NASA‘nın astronotları Ay’a götürmek üzere tasarlanan Uzay Fırlatma Sistemi (SLS) roketi, NASA Genel Müfettişi tarafından yapılan yeni bir denetime göre, bütçenin üzerinde ve orijinal programının çok gerisinde. Rapor ayrıca, sorunların çözülmemesi halinde Artemis görevini tamamını tehlikeye atabilecek “ek maliyet ve takvim değişikliği” öngörüyor.

İnsanlı Ay yolculuğu tehlikeye girebilir

NASA’nın Artemis Ay Programı için yaptığı harcamaların 2025 yılına kadar 93 milyar dolara ulaşması bekleniyor, buna 2022 yılına kadar SLS sistemi için harcanan 23.8 milyar dolar da dahil. Rapora göre bu miktar, “NASA’nın orijinal tahminlerinin üzerinde 6 milyar dolarlık maliyet artışı ve altı yıldan fazla program gecikmesi” anlamına geliyor.

Sonunda Kasım 2022’de ilk kez fırlatılan SLS, fırlatma başına dört adet RS-25 motoru kullanıyor ve bunların 16 tanesi emekliye ayrılmış uzay araçlarından kurtarıldı. Bu motorlar tükendiğinde (SLS’deki tüm motorlar harcanabilir) NASA, Aerojet Rocketdyne tarafından inşa edilen ve yüzde 30 daha ucuz ve yüzde 11 daha güçlü olması beklenen RS-25E motorlarına geçecek. Ayrıca Northrop Grumman tarafından sağlanan katı roket iticileri de kullanılacak.

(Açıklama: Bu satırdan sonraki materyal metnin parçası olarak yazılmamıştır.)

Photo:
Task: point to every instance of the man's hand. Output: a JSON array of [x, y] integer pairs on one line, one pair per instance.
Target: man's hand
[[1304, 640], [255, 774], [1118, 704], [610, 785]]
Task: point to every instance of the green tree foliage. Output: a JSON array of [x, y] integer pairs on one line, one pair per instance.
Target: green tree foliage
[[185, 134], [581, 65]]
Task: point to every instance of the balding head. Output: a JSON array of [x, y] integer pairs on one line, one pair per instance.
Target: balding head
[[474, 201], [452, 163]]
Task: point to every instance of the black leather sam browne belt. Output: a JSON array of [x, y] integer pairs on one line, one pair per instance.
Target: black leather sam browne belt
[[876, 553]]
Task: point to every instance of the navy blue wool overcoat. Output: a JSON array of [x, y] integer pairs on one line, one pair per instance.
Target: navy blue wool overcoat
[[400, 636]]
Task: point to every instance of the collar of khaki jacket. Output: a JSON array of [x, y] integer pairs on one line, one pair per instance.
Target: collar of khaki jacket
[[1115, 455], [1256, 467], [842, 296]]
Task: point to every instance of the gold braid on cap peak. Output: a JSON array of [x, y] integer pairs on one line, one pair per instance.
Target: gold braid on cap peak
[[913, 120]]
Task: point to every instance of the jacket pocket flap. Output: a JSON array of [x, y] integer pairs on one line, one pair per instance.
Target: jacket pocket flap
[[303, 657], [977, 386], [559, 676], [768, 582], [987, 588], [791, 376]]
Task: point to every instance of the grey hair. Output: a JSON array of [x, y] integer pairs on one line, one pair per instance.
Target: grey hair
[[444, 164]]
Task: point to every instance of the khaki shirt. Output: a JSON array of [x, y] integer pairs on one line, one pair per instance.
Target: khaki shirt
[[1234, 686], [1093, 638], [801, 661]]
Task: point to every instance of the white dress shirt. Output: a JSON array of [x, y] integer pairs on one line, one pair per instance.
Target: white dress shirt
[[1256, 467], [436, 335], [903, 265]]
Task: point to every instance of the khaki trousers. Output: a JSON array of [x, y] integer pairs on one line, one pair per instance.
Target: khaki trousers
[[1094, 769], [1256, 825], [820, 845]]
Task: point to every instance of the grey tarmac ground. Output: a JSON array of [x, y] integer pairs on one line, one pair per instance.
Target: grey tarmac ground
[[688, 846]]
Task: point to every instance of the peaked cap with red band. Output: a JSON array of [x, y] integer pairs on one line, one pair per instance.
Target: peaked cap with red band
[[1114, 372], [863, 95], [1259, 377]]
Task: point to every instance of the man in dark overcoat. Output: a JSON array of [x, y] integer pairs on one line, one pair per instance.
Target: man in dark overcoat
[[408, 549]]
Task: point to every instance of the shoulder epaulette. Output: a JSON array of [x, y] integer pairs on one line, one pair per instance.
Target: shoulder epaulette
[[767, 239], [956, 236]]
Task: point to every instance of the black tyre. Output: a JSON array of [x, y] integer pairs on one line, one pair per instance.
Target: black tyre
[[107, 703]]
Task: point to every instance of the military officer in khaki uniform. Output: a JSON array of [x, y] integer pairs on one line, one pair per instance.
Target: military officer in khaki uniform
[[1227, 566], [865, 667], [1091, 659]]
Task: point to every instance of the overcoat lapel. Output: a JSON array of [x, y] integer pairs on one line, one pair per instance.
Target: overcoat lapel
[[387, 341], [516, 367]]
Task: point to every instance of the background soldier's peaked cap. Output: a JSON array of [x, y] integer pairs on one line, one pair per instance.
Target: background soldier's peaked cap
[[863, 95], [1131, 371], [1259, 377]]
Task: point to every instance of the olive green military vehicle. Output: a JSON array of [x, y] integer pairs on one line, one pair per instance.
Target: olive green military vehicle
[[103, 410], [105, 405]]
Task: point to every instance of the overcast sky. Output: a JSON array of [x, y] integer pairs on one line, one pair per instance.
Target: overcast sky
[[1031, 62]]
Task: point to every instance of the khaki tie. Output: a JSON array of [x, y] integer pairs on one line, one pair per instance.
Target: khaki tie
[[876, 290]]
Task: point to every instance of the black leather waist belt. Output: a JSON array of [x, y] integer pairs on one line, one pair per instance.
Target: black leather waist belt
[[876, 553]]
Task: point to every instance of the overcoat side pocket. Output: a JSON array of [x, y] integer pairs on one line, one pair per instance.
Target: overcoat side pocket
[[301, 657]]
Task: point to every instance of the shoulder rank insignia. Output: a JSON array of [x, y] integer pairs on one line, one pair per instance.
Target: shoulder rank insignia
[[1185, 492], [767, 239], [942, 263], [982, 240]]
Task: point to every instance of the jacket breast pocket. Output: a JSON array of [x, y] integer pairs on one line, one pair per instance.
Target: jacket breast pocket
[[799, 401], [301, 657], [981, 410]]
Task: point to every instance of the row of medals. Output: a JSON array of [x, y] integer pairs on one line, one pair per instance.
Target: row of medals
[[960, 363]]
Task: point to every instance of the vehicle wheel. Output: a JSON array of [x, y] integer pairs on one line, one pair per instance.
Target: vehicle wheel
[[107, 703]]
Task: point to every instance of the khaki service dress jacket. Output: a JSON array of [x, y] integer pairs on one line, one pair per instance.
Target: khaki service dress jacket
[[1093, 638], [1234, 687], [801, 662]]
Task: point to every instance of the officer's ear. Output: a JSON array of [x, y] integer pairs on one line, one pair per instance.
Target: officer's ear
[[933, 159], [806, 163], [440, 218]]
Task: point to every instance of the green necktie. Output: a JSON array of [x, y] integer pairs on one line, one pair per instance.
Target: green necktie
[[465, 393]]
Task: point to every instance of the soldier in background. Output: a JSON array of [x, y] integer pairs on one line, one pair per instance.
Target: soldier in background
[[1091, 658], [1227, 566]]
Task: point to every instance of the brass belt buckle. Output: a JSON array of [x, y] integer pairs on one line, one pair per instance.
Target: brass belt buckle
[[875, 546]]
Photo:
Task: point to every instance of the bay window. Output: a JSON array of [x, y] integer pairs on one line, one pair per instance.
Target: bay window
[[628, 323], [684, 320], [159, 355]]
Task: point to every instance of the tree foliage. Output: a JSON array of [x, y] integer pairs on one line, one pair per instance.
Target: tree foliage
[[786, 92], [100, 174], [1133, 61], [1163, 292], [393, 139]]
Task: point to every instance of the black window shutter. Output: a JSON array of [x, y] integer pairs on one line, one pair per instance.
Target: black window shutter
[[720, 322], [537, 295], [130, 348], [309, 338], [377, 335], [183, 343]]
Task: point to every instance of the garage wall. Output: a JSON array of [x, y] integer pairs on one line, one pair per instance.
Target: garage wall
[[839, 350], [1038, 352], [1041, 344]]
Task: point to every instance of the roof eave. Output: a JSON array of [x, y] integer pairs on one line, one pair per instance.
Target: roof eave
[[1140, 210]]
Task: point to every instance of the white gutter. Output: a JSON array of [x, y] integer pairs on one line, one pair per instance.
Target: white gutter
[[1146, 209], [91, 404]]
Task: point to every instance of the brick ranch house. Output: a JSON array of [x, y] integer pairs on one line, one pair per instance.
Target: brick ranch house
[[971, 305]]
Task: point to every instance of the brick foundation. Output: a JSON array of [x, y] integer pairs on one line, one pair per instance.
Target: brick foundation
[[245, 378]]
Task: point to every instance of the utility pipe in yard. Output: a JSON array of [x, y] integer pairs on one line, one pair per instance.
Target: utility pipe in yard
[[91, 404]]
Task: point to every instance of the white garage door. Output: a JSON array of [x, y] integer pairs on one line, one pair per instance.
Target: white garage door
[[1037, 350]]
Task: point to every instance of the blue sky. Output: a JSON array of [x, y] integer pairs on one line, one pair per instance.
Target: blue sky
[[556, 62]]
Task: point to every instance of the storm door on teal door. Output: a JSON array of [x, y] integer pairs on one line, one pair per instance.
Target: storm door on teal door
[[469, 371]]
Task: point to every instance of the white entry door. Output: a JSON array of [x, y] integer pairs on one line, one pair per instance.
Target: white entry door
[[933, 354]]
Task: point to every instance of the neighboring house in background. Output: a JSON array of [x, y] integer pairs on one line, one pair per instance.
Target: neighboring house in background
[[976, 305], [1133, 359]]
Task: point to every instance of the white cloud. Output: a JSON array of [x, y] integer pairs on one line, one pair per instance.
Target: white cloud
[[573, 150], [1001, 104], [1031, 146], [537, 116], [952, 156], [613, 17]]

Maliyetler beklendiği gibi olmadı

Öte yandan eski teknoloji NASA’nın beklediği gibi bütçeye yardımcı olmuyor. NASA, eski teknolojileri kullanarak maliyetleri düşürmek istiyordu. Fakat, yeni sistemlerin geliştirilmesi, güncellenmesi ve miras bileşenlerle entegre edilmesinin karmaşıklığının beklenenden çok daha fazla olduğu görüldü. Örneğin, 16 motor adaptasyonundan sadece 5’i tamamlanmış olup, kapsam ve maliyet artışları itici sözleşmesini de etkilemiş durumda.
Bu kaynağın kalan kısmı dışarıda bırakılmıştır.